This RFC proposes to add a core-mutex
crate which adds a Mutex
trait for a stable and generic foundation on which HALs and applications can be built on when there is a need for mutual exclusive access.
The original idea to a Mutex
trait was given here embedded-hal#132.
Today in the embedded ecosystem there is no base on which mutual exclusive access stems from which can be used as a generic. This has made it so there are now multiple implementations of mutexes in the ecosystem that are incompatible (cortex-m and risc-v mutex based on bare-metal mutex, RTFM mutex, mutex.rs, ...). The consequence of this is that no HAL or application can be made independent on the choice of Mutex
and lock within their implementations, one has to select one which is detrimental to generic implementations.
This can however easily be addressed by introducing a Mutex
trait on which previous implementations can be built upon, which each architectural crate (cortex-m, risc-v, etc) reexports/implements, together with the embedded-hal
which can use said trait in HAL design.
The trait is proposed as follows:
/// Any object implementing this trait guarantees exclusive access to the data contained
/// within the mutex for the duration of the lock.
pub trait Mutex {
/// Data protected by the mutex
type Data;
/// Creates a critical section and grants temporary access to the protected data
fn lock<R>(&mut self, f: impl FnOnce(&mut Self::Data) -> R) -> R;
}
The design is such that the data protected by the mutex is only accessible within the closure provided to the lock
method. Moreover, the closure shall run such that it is guaranteed that no-one else can access the same data at the same time, for example within a critical section. The critical section can for example be:
- Disabling interrupts (e.g.
cortex-m
/risc-v
critical sections) - Analyzing the program and set BASEPRI in Cortex-M devices (Stack Resource Policy/RTFM way)
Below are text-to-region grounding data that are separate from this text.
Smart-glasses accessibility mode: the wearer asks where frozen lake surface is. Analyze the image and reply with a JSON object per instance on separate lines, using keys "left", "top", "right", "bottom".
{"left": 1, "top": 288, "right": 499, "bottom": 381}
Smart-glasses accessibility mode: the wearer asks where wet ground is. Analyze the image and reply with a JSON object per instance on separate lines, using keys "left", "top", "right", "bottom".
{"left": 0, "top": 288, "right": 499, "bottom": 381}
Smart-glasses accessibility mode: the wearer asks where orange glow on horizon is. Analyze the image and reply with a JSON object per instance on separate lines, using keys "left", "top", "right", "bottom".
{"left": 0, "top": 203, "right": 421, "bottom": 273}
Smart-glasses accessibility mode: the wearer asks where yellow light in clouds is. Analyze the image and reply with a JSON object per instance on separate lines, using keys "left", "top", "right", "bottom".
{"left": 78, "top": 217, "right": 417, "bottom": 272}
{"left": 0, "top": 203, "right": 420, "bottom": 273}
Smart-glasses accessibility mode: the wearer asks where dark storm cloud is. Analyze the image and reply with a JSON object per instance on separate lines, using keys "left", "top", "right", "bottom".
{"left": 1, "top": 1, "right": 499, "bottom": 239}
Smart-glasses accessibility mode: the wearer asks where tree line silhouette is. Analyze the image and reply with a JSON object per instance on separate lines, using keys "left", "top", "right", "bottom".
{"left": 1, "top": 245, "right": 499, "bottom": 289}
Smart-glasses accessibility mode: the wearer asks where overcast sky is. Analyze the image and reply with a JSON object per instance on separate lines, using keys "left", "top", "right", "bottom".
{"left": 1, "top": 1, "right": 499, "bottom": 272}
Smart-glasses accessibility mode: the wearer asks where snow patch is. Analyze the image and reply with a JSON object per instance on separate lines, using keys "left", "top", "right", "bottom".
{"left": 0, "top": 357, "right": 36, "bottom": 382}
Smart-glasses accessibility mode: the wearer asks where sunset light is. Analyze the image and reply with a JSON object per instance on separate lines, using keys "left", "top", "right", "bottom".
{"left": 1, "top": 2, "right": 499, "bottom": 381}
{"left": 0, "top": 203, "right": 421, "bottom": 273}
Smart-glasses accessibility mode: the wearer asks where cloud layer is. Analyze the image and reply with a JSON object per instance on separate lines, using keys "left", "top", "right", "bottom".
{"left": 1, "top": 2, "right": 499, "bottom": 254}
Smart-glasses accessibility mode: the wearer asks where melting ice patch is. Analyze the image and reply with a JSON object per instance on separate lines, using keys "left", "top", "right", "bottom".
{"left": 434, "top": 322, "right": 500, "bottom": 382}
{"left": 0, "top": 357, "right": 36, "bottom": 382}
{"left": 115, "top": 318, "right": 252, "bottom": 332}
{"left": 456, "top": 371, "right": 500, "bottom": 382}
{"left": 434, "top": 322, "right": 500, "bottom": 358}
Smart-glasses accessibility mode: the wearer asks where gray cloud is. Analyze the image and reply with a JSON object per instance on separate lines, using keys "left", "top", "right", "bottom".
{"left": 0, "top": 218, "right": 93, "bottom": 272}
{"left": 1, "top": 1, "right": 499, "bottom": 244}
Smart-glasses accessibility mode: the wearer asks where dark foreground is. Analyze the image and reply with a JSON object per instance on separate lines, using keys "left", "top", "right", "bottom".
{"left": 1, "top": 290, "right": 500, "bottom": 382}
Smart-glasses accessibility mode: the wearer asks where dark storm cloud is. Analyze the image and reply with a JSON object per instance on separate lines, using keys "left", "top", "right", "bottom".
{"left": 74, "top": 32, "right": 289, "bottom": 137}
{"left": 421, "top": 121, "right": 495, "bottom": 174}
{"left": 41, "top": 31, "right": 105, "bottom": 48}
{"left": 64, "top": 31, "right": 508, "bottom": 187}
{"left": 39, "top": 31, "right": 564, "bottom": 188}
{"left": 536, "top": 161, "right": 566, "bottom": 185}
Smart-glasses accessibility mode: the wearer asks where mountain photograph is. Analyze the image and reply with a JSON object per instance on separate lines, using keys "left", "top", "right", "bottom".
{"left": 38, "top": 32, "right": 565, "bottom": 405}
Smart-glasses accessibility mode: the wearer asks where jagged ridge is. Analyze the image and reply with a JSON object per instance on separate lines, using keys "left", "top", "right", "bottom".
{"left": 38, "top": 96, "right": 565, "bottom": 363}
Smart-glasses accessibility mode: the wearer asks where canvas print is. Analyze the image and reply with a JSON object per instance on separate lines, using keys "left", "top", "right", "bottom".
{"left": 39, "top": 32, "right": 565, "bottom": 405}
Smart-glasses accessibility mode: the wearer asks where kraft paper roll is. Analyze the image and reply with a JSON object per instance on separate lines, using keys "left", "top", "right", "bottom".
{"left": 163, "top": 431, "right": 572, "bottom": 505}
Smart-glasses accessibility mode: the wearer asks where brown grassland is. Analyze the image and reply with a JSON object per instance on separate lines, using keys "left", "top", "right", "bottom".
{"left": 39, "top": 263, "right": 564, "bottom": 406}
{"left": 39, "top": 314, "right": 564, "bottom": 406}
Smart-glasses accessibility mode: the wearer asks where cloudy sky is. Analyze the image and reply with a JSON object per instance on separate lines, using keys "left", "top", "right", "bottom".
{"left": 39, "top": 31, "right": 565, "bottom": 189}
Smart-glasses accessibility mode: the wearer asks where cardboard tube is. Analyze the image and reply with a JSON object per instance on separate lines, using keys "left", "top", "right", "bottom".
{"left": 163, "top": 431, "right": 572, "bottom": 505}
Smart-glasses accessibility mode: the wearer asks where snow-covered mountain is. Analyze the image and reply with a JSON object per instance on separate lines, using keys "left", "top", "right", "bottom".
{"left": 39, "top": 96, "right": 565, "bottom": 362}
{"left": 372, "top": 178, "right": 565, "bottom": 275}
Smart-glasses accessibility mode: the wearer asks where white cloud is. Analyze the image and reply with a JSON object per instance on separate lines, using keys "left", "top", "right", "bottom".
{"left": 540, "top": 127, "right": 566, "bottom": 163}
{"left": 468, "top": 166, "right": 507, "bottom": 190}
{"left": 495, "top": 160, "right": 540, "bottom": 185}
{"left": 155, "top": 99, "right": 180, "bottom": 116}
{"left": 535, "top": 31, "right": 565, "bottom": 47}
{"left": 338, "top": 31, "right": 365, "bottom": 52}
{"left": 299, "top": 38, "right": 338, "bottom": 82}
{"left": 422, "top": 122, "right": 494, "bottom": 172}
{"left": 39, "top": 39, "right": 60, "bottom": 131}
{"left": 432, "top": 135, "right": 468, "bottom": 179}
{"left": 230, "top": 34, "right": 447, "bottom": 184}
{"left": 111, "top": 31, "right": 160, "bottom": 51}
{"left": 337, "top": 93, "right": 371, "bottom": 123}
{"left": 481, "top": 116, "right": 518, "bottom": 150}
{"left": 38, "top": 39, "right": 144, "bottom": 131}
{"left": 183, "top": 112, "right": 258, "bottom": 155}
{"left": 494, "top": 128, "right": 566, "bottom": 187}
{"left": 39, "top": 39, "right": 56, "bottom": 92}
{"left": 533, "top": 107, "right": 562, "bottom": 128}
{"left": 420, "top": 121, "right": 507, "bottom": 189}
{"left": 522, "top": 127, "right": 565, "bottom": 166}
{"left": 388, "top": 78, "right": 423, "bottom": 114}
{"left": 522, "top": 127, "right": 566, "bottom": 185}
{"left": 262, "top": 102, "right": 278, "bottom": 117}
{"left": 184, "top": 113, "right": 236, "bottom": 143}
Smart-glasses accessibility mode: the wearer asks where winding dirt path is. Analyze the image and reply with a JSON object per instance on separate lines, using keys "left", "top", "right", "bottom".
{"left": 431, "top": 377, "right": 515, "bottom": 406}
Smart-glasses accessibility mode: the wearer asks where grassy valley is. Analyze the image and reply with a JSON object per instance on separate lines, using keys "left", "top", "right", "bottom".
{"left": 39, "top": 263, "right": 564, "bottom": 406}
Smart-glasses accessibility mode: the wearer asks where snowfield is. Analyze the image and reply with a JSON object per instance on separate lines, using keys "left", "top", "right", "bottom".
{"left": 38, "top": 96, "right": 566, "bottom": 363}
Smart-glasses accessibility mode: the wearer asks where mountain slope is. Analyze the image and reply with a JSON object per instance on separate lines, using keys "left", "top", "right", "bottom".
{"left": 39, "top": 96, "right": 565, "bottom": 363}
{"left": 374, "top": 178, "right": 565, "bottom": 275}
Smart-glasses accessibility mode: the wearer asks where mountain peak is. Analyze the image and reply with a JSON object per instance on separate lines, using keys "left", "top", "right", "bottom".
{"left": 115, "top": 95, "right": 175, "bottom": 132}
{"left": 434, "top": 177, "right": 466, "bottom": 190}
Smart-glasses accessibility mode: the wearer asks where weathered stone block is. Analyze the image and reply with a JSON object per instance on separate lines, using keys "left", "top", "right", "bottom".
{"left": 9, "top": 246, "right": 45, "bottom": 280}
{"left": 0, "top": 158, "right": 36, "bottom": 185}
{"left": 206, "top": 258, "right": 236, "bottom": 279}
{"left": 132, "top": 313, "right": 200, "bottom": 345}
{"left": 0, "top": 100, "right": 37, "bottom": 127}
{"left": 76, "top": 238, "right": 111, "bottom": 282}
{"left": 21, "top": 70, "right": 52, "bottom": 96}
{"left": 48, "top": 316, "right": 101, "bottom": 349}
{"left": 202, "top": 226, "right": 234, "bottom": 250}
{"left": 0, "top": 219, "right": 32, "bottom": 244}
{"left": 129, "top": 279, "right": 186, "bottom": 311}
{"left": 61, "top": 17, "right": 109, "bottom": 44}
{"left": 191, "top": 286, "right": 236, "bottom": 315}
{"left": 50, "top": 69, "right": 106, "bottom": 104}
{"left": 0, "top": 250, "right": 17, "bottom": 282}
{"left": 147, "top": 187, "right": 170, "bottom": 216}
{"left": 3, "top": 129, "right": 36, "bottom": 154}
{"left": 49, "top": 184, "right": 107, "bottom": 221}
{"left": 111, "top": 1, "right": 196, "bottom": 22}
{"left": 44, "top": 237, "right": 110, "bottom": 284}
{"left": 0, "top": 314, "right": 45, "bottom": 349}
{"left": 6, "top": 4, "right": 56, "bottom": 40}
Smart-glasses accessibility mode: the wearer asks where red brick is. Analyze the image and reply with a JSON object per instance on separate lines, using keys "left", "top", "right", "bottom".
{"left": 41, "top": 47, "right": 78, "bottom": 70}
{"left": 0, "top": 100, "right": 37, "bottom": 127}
- Analyzing the program and set interrupt masks correctly
- etc
A "MUTual EXclusion" aka Mutex
as used in this trait describes the principle and not the implementation characteristics. More specifically:
- A struct
Spinlock
could be one implementor of traitMutex
where the struct name gives away HOW mutual exclusion is achieved. - A struct
Sleeplock
would be another implementor with a telling name.- For unfortunate reasons, a sleeping lock is often also called just
Mutex
in existing code (most prominent example being Linux). Using that naming scheme would mean a structMutex
implementing the traitMutex
- this is discouraged to avoid stated ambiguity.
- For unfortunate reasons, a sleeping lock is often also called just
A concern that has been raised is that taking multiple locks can lead to excessive rightward drift as:
a.lock(|a| {
b.lock(|b| {
c.lock(|c| {
d.lock(|d| {
e.lock(|e| {
// ...
});
});
});
});
});
It is proposed to provide a helper implementation to allow the following shorthand:
(a, b, c, d, e).lock(|a, b, c, d, e| {
// ...
});
A proof-of-concept implementation of the crate with trait and helpers can be found here.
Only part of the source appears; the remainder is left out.